Court cases have documented Facebook as being used by paedophiles to groom children, domestic violence offenders exploiting it to stalk victims and terrorists going online to recruit.

NSW’s Police Minister Troy Grant warned social media “makes crimes mobile”. “Technological advances, including the rapid growth of social media, pose a real and present danger,” he said.

“We also have a duty to protect our children from the horrible dark side of social media. Talk to your children you grand children, be aware of their activity online, and explain to them that the person on the other end of an online conversation isn’t always who they say they are.”

Inquiry chairman Paul Green said he expected the parliamentary committee to recommend the government to strengthen laws to clamp down on cybercrime facilitated by Facebook.

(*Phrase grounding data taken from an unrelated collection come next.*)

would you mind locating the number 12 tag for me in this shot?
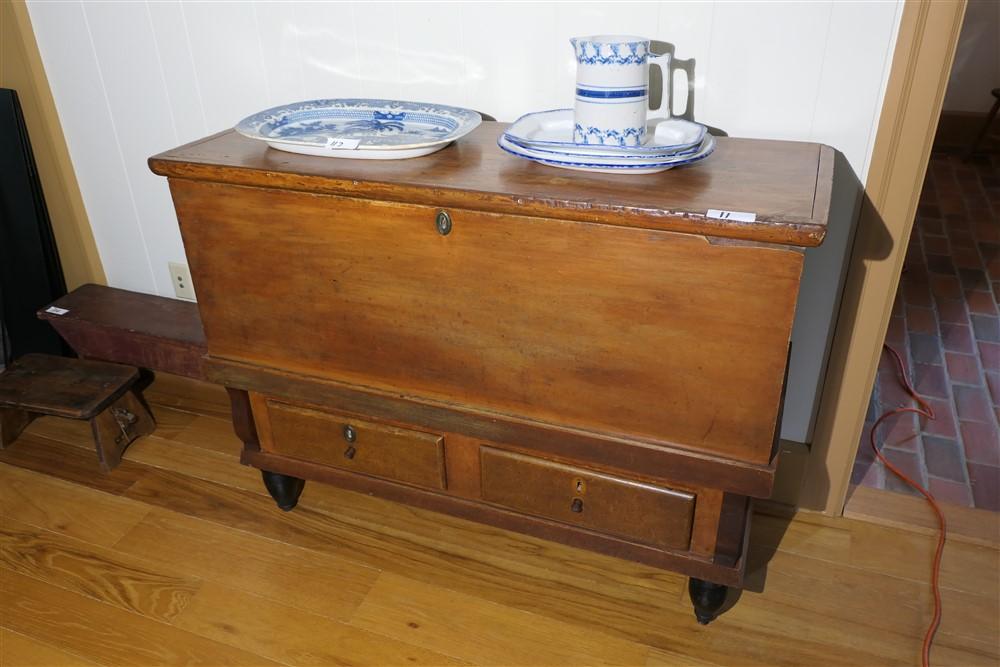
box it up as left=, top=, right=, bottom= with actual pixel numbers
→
left=325, top=137, right=361, bottom=150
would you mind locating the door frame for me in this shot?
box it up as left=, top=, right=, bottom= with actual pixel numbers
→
left=799, top=0, right=969, bottom=514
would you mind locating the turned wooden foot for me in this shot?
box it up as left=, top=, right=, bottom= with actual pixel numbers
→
left=262, top=470, right=305, bottom=511
left=688, top=578, right=728, bottom=625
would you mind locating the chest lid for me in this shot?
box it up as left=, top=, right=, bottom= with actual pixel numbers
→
left=149, top=122, right=833, bottom=247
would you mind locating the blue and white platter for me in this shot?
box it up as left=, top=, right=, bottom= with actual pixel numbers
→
left=235, top=99, right=482, bottom=159
left=505, top=109, right=707, bottom=156
left=498, top=133, right=716, bottom=174
left=513, top=134, right=702, bottom=161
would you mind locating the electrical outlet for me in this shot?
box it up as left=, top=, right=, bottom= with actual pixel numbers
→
left=168, top=262, right=196, bottom=301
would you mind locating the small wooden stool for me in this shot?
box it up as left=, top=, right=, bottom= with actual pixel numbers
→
left=0, top=354, right=154, bottom=471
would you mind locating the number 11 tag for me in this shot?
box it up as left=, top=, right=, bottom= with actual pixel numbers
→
left=707, top=209, right=757, bottom=223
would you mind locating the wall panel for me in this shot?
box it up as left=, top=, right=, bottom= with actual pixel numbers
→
left=27, top=0, right=154, bottom=293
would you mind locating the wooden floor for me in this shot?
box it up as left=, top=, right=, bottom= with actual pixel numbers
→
left=1, top=374, right=997, bottom=667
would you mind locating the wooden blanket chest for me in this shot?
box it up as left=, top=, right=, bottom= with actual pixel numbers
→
left=150, top=122, right=832, bottom=623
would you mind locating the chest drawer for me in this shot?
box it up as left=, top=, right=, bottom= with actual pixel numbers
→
left=262, top=399, right=446, bottom=490
left=480, top=447, right=694, bottom=551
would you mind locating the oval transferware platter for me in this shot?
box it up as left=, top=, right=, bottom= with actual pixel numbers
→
left=235, top=99, right=482, bottom=159
left=498, top=133, right=716, bottom=175
left=505, top=109, right=706, bottom=156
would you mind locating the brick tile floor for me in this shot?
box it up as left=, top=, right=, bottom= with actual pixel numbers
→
left=853, top=153, right=999, bottom=511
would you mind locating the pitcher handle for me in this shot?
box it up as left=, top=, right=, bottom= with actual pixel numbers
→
left=648, top=52, right=672, bottom=119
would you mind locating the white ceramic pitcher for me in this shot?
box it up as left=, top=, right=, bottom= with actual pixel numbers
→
left=571, top=35, right=671, bottom=146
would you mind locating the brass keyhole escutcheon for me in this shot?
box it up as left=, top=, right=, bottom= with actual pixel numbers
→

He said Facebook was a “global nation without rule”.

A Facebook spokeswoman said, “all users must abide by community standards which prohibit the site being used to facilitate or organise criminal activity that causes physical harm to people, businesses or animals — or financial damage to people or businesses”. “We work with law enforcement when we believe there is a genuine risk of physical harm or direct threats to public safety,” she said.

When researching this article, I typed into my web browser “how to access the dark web”? Within minutes, Google was in touch with a message of inquiry. Don’t be foolish enough to believe that they are not watching your every keystroke, but when it comes to assisting police, or regulatory authorities, they are far less willing to cooperate. You can draw your own conclusions, I certainly have.